In last week’s post we discussed an example of generating $10k a month in retirement income beginning at age 62 and lasting for 30 years (and more). This may seem like significant monthly income and it is. Retiring (in a metropolitan area or not) requires a fair bit of capital to generate the necessary cashflow to maintain your current standard of living. I have yet to meet a couple who wants to radically shift their current standard of living down simply to retire now. Property taxes, income taxes, health insurance, and ongoing home maintenance may easily consume a large chuck of the above mentioned $10k. This of course is before you address other discretionary spending such as travel and future fun.
We quantified $10k a month in today’s dollars as actually $12,500 a month in the future due to the ever-present rising cost of life. So how large of a reservoir of monies do you need to accumulate to accomplish this income goal? The direct answer may be $3,000,000 +/- but that doesn’t tell the whole story. What’s missing and most important is the individuality of each family’s priorities when it comes to defining “retirement” as they see it. Financial planning must take into account your current consumption habits, your views on debt, and your career trajectory both from a time and monetary perspective.
Personalizing your goals increases your probability of success when planning for retirement. What you most hope to achieve is unique to you and is often shaped by your past. This customization and possibility planning should be explored first before analyzing your portfolio. Most have this backwards and start with their portfolio. These dollars do matter, though they are not as important as your beliefs and habits. Goals, planning, and then your portfolio in that order makes a positive difference. What exactly are you working towards? What’s your vision of retirement? Understand everyone has a different viewpoint, including spouses, and there are no right or wrong answers.
Financial planning is an ongoing discovery process that allows you to explore all possibilities and add color to your life canvas. Overtime goals become clearer and life events reshape your opinions on what you think you want and what you’re working towards. What’s seen as a priority in your 30s may quickly be sidelined or exchanged for another priority in your 40s or 50s. That’s how planning works, it evolves overtime as you do. It’s less about creating a plan and putting it on the shelf and more about revisiting the plan overtime so you may refine your inputs.
The earlier you begin to consider how you may repurpose your time one day the more choices available. Retirements today are more active and engaging then those in the past from what I see. Having the ability to control your time and spend it in enjoyable activities creates a new chapter. This may take patience and perhaps some trial-and-error overtime but it’s worth it. What it definitely takes is a plan and ongoing dialogue with a skilled financial professional who knows the right questions to ask. Having an accountability coach to keep you focused allows you to enjoy the journey. Challenges and personal growth are an outcome of good planning.

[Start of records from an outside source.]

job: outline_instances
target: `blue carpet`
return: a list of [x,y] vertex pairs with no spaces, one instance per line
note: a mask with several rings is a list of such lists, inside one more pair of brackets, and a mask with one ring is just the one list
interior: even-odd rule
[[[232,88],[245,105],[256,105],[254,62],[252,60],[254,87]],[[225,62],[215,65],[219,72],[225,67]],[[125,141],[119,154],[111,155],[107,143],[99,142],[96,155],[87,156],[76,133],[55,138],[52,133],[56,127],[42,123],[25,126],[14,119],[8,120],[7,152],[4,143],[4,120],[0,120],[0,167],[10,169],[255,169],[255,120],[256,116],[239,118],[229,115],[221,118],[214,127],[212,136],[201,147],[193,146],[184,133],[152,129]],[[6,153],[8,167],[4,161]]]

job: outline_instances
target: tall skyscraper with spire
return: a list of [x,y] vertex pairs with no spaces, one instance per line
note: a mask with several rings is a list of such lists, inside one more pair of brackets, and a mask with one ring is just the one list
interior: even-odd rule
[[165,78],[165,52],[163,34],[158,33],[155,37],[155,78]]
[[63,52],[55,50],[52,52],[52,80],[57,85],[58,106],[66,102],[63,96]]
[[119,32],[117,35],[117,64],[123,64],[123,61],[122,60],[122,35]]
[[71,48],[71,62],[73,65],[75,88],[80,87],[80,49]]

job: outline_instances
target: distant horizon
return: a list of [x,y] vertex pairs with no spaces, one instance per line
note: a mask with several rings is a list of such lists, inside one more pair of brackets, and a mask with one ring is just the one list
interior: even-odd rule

From my perspective, the most important aspect of financial planning is time. Knowing how much it will take financially is helpful, but time allows monies to compound to make retirement a reality. Starting a conversation earlier than necessary on your possibility planning provides direction. Recognizing this path may change is helpful, it’s about a raised awareness on where you are now and where you are headed. Time allows you to think clearly, consider alternatives, and keeps you from reacting. This reflection may lead to changing your current approach with investments and may present different viewpoints that have not been considered. It all begins with a conversation, the sooner the better.